Actuellment, c’est Adnane Kaddouri qui dirige le club en attendant qu’il compose son comité. Aux dernières nouvelles, Kaddouri a rencontré, mardi 18 août, le Wali de la Région de l’Oriental, Mhamed Atfaoui. Une réunion apparemment positive.

Le Mouloudia d’Oujda a besoin de 70 millions de DH

Au-delà de la crise institutionnelle, c’est surtout la situation financière qui inquiète. Selon Hassan Marzak, le Mouloudia d’Oujda aurait besoin de 5 millions de dirhams en urgence pour régler trois mois de salaires aux joueurs et éviter qu’ils ne deviennent libres.

Le dossier de l’international botswanais Mothusi Cooper illustre déjà les difficultés du club. La FIFA a rendu une décision en faveur du joueur en raison d’impayés. Désormais Cooper est libre de signer là ou il veut.

Le MCO aurait également besoin de 6 millions de dirhams supplémentaires pour renforcer son effectif et éviter de revivre les difficultés de la saison précédente.

À ces besoins immédiats s’ajoutent les dettes héritées de la précédente gestion. Hassan Marzak évoque un déficit de 6 millions de dirhams laissé par l’ancien président, auquel s’ajouteraient une créance de 30 millions de dirhams en faveur de l’ancien président Mohamed Houar ainsi qu’une autre dette de 20 millions de dirhams envers des fournisseurs, des hôtels et d’autres prestataires.

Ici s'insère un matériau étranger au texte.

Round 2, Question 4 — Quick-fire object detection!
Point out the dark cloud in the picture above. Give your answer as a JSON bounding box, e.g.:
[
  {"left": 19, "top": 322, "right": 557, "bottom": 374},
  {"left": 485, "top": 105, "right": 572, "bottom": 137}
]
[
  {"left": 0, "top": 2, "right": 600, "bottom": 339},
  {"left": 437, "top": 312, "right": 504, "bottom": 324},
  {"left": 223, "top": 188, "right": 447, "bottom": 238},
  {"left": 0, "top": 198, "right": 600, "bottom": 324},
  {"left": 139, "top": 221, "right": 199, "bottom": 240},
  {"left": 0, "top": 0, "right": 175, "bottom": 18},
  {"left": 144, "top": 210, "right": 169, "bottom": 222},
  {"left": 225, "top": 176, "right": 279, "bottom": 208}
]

Selon cette estimation, le Mouloudia d’Oujda aurait besoin d’environ 70 millions de dirhams pour assainir complètement sa situation.

Sans sponsor, le MCO risque de connaître le même sort que Settat et Sidi Kacem

Pour Hassan Marzak, l’absence de sponsor constitue une menace supplémentaire pour le club. Sans soutien financier conséquent, le Mouloudia d’Oujda pourrait connaître une chute comparable à celle de la Renaissance de Settat ou de l’Union de Sidi Kacem.

Le constat est d’autant plus préoccupant que le club n’a toujours pas entamé sa préparation pour la nouvelle saison.

Face à cette situation, Marzak appelle à la mise en place d’un véritable plan de sauvetage par les autorités publiques. Il estime qu’une intervention de l’État serait nécessaire pour permettre au MCO de sortir de cette crise.

« Si l’État n’intervient pas comme il avait fait avec le Raja, le club aura le même sort que la Renaissance de Settat et l’Union Sidi Kacem », affirme-t-il.

Le Mouloudia d’Oujda se retrouve ainsi face à une urgence sportive, financière et institutionnelle. Avant même de penser à jouer les premiers rôles, le club doit désormais trouver les moyens de simplement repartir sur des bases solides pour la saison 2026-2027.